Catherine tendit ses mains vers le feu, jeta de nouveau un regard autour d’elle avant de déclarer :
– Jeanne, il faut faire la paix avec Philippe de Bourgogne.
– La paix, dites-vous ? Si c’est le frère Richard qui vous a inspiré cette idée, j’en suis surprise : il sait mieux que quiconque à quel point j’aspire à la paix, à condition que les Anglais retournent en Angleterre. La paix avec Philippe ne se fera que le jour où il raisonnera de même, mais il ne semble pas en prendre le chemin. Nous ne trouverons la paix qu’au bout de nos lances !
Jeanne trouva singulier que cette femme lui proposât en même temps de l’argent pour se constituer une armée et lui conseillât de faire la paix. Elle allait s’informer de cette contradiction quand Catherine partit sur un autre dada : elle apprit à Jeanne que le frère Richard marchait accompagné d’une cohorte d’illuminées plus ou moins fiables, dont elle était le chef de file, l’inspirée numéro un, qu’il faisait confiance plus qu’à toute autre à une Bretonne, toujours accompagnée de sa soeur cadette, qui professait pour la Pucelle une sympathie qui confinait à la passion. C’est dans cet entourage féminin caquetant que le frère cordelier attendait la fin du monde.
– Vous prétendez, dit Jeanne, recevoir chaque nuit la visite de la Vierge Marie. Est-ce exact ?
– C’est la pure vérité.
– Alors, avec votre permission, nous coucherons ce soir dans la même chambre. Il me plairait d’assister à l’une de ces rencontres.

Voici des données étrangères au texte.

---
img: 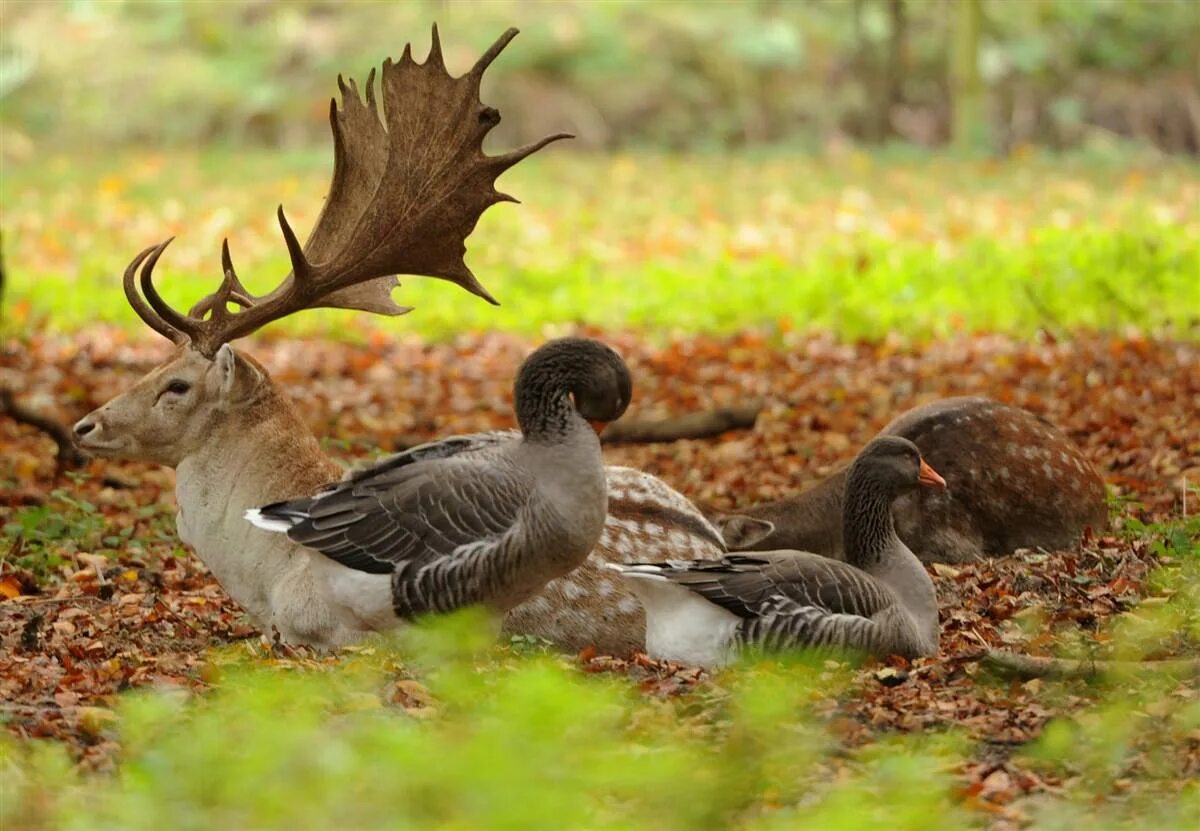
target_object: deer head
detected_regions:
[74,26,569,466]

Elles veillèrent ensemble, mouchèrent la chandelle, attendirent. Passé minuit, accablée de fatigue et excédée par la volubilité extatique de sa compagne de lit, Jeanne s’endormit. Le matin venu, elle s’excusa de sa défaillance et demanda à Catherine si la visite attendue avait eu lieu. Bien sûr ! mais Catherine n’avait pas osé éveiller la dormeuse. La nuit suivante, Jeanne fit en sorte de se tenir aux aguets jusqu’à l’aube. Ni apparition ni voix ne se manifestèrent. Quant à Catherine, elle dormait comme une bienheureuse qu’elle n’était pas.
Jeanne lui dit en se levant :
– Ma conviction est faite ! Retournez dans votre famille et cessez de jouer les devineresses et les inspirées. Tandis que vous dormiez j’ai pris conseil de mes voix : elles m’ont assuré qu’il n’y avait en vous que folie et néant. Quant aux dix mille écus que vous m’avez promis, s’il ne s’agit pas d’un de vos mensonges, allez donc les offrir à Philippe. Il aura besoin d’argent pour célébrer son troisième mariage !

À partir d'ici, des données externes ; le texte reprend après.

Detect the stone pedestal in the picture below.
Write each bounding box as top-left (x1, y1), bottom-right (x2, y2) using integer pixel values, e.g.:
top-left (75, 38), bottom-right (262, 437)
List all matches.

Catherine n’était pas rancunière. Avant de repartir pour Paris et de poursuivre son pèlerinage en faveur de la paix bourguignonne elle mit en garde la Pucelle contre les dangers de la campagne contre Perrinet Gressart que La Trémoille lui proposait.
– Et pourquoi devrais-je renoncer ? demanda Jeanne.
– Parce que vous auriez très froid ! répondit Catherine.
Jeanne ajouta après avoir pouffé de rire :
– Je suppose que vous allez tâcher de rencontrer le duc Philippe ? Alors dites-lui que je lui souhaite beaucoup de bonheur avec sa nouvelle épouse !
Campagne de Loire, octobredécembre 1429
Type même du brigand devenu gentilhomme, Perrinet Gressart n’était pas du menu fretin.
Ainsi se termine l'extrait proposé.